しかし残念ながら、テレビなどの報道からこれらを認識することはなかなか難しい。中小製造業の経営者にとって、史上最大のパラダイムシフトを理解し、将来の経営戦略を固めることが、企業経営継続の必須条件となる事は明らかである。


今回から『茹でガエル危機』と題する連載をスタートする。副題を『NNF(ニューノーマル工場)への変革』とし、中小製造業のアフターコロナ時代のあるべき姿(To-Beモデル)を考察し、具体的な実現手段を紹介する。

従来から、IoTやDX(デジタルトランスフォーメーション)、およびインダストリー4.0の話題は多く取り上げられ、解説も各所で行われているが、ドイツやアメリカの理論を直輸入し、大手製造業に視点が置かれているため、熟練工と共にノウハウを育んだ日本の中小製造業経営者には全くピンとこない。

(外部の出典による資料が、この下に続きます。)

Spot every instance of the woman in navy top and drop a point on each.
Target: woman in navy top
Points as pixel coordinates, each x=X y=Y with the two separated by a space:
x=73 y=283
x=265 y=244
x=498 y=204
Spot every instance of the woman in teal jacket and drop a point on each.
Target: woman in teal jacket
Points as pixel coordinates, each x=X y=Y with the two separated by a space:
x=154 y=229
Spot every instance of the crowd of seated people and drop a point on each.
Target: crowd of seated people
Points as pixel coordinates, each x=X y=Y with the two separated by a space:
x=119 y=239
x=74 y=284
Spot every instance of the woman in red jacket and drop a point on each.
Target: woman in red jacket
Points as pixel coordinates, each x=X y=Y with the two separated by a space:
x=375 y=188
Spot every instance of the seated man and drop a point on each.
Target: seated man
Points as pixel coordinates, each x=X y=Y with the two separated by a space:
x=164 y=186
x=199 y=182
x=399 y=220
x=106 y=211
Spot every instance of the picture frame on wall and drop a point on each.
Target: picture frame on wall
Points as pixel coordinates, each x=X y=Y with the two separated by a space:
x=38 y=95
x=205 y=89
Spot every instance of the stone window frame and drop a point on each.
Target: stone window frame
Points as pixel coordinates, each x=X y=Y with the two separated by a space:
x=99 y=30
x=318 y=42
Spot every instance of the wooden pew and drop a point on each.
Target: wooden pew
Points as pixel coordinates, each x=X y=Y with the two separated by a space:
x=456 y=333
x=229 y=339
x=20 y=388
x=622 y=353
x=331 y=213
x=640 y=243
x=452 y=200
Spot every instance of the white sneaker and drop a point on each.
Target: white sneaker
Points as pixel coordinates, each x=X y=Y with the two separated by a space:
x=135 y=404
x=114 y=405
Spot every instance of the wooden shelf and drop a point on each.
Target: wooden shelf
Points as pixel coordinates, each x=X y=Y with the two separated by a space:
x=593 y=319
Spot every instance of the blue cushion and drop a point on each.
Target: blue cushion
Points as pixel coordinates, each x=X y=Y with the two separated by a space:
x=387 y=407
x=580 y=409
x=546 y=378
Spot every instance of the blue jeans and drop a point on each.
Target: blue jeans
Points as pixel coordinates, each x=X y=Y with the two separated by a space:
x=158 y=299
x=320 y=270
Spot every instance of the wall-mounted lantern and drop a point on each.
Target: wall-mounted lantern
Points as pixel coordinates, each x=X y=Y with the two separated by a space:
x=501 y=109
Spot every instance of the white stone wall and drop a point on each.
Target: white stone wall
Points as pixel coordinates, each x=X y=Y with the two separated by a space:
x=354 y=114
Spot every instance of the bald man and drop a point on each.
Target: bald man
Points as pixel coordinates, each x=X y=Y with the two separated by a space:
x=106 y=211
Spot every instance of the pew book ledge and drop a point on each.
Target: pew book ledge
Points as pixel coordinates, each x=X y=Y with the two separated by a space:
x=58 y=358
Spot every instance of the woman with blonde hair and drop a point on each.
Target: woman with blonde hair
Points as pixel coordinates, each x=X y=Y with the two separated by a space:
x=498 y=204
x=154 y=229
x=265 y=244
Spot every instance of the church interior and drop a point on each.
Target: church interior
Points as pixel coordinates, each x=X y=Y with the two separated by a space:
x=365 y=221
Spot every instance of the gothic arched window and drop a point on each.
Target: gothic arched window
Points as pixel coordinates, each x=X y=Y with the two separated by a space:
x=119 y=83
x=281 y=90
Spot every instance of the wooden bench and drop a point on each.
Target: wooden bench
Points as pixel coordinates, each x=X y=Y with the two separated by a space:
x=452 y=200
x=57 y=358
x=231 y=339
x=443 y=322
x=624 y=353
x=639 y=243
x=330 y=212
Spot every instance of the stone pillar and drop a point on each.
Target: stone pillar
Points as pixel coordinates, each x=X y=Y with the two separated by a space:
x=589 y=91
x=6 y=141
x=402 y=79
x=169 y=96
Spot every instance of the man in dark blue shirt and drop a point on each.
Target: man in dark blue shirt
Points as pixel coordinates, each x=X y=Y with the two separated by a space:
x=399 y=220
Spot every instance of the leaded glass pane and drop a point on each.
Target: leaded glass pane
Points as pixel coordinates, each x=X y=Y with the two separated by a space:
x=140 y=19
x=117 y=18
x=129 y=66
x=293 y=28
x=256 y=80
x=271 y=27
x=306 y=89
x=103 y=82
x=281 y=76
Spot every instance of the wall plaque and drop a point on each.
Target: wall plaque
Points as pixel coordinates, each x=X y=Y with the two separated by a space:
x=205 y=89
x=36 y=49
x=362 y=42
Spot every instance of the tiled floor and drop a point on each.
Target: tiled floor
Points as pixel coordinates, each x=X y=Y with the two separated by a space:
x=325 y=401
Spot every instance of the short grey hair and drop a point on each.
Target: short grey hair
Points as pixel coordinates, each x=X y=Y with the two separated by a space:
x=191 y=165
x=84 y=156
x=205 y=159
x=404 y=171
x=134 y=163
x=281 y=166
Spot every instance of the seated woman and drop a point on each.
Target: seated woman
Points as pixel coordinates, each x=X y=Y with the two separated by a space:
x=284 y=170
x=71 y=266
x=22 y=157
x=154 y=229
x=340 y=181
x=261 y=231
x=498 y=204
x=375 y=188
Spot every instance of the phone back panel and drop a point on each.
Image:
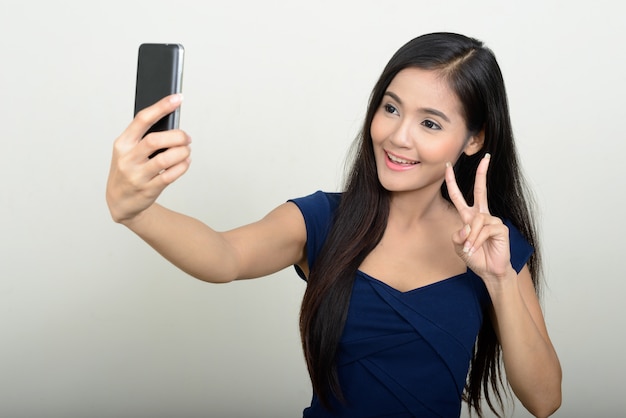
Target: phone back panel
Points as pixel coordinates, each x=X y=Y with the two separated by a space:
x=159 y=74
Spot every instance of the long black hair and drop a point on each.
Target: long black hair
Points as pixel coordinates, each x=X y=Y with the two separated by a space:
x=474 y=75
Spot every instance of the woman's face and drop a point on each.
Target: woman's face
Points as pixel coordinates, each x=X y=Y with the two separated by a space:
x=417 y=128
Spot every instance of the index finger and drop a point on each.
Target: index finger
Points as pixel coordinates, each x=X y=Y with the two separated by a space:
x=456 y=196
x=480 y=185
x=151 y=115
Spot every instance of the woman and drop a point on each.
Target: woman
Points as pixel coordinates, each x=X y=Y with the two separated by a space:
x=419 y=275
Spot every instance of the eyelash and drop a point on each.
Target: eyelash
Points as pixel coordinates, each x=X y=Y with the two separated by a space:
x=429 y=124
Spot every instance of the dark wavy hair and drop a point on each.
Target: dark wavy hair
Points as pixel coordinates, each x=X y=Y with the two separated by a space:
x=472 y=72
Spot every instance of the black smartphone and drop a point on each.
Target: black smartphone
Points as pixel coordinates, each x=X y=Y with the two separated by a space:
x=159 y=74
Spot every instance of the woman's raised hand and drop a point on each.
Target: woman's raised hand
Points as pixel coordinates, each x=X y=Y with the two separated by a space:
x=483 y=242
x=135 y=181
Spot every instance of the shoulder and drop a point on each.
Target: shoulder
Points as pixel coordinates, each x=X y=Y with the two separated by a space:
x=318 y=201
x=521 y=250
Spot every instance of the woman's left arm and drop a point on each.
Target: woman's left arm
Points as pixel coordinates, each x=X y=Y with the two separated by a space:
x=530 y=361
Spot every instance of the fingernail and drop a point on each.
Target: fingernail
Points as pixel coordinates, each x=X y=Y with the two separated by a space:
x=176 y=98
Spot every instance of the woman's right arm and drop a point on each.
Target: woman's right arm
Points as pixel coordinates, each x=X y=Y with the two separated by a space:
x=135 y=181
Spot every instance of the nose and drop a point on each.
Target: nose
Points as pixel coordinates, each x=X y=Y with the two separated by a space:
x=401 y=136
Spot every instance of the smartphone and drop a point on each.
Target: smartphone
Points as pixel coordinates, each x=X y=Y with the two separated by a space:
x=159 y=74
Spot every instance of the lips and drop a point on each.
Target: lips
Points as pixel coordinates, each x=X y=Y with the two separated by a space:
x=399 y=160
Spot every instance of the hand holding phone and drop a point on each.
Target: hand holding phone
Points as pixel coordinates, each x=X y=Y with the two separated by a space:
x=159 y=74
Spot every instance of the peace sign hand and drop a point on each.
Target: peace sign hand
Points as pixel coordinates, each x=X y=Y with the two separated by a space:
x=483 y=242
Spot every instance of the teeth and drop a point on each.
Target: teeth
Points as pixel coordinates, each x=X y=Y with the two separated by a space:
x=399 y=160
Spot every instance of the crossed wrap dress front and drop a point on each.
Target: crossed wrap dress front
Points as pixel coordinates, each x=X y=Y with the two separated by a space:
x=402 y=354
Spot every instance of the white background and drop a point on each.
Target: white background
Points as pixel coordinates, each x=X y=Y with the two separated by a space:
x=93 y=323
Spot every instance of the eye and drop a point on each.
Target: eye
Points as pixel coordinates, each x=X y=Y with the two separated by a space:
x=431 y=125
x=389 y=108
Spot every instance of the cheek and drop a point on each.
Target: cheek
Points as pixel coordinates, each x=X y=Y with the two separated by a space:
x=377 y=129
x=448 y=149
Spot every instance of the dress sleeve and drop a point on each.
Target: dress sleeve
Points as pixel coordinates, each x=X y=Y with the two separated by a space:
x=318 y=210
x=521 y=250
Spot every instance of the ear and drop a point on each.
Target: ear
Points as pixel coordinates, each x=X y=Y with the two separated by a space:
x=474 y=143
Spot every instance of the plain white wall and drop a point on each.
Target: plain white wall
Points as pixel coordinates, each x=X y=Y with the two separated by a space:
x=94 y=323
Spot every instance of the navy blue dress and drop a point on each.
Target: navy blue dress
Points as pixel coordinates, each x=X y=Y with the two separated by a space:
x=403 y=354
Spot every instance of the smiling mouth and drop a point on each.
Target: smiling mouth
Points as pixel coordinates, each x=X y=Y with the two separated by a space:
x=398 y=160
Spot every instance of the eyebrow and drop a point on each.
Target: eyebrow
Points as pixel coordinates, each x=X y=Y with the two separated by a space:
x=428 y=110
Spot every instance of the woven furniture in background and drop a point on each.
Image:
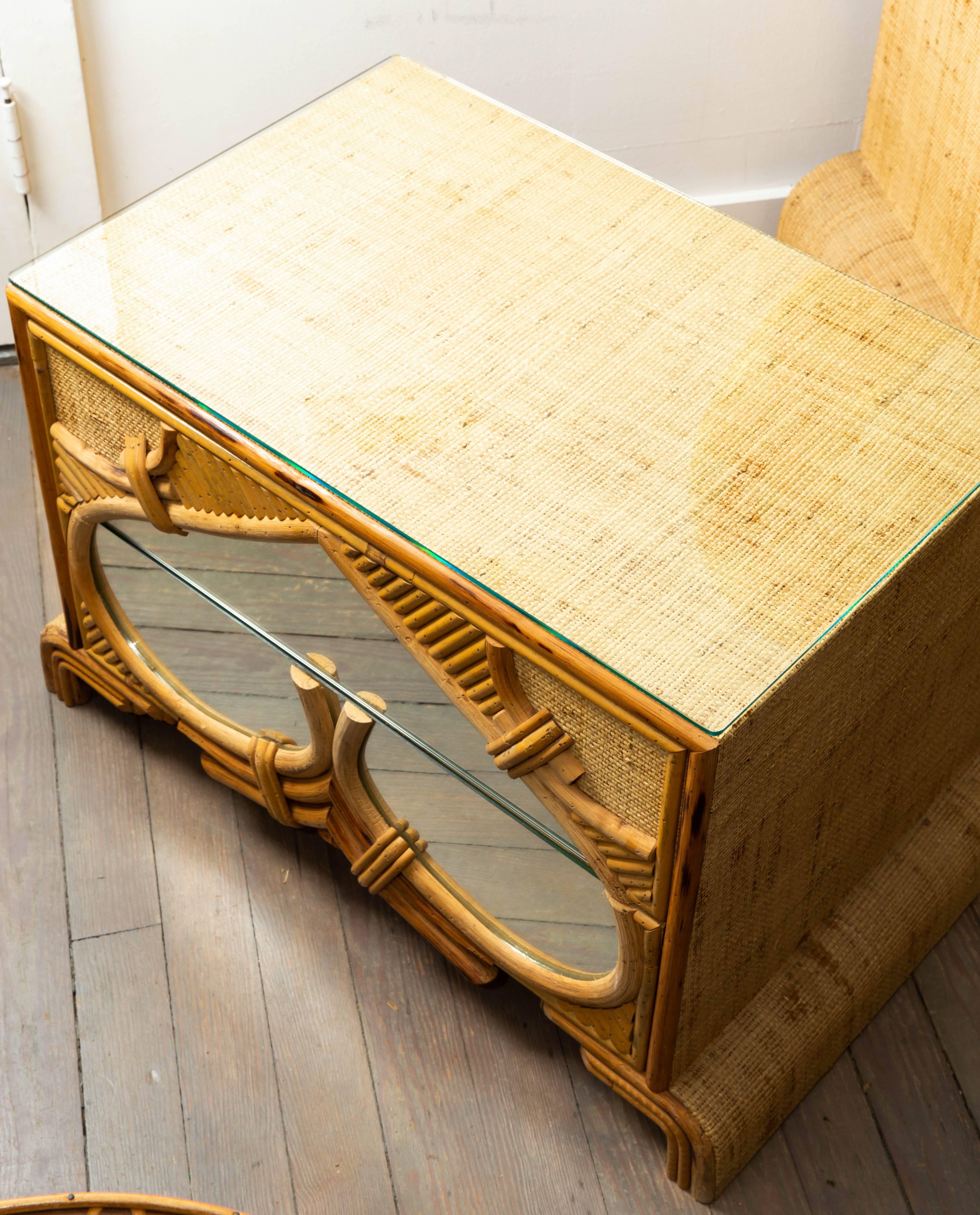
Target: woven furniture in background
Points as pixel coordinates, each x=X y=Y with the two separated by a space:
x=904 y=212
x=684 y=524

今回からの連載では、中小製造業の現状に即した具体的戦略・戦術を解説する。NNFとは、「New Normal Factory(ニューノーマル工場)」の略であり、アフターコロナ時代に求められる『社員の安全』を確保し、デジタル変革(DX)による『生産性向上』を実現する『中小製造業の未来工場』を意味する言葉である。

今回からの前半編6回は、中小製造業を取り巻く外部環境の変化を把握し、その変化から中小製造業の『対処すべき課題』を明確にすることでNNFのイメージを固める。後半編の6回では、すでに実践し成功している企業の事例と研究を紹介し、論理や能書きではない具体的成果を追求する姿を連載する。全12回1年間で完結する予定なので、ぜひ楽しみにしていただきたい。

1回目は、『茹でガエル危機』をマクロ視点で指摘していきたい。テレビではコロナ報道一辺倒である。今日の陽性者数推移は誤差範囲の微小変化であるが、これに専門家や政治家が一喜一憂し、まるで重大事件のように報道するテレビウイルスに感染したら、経営者は完璧な『茹でガエル』となる。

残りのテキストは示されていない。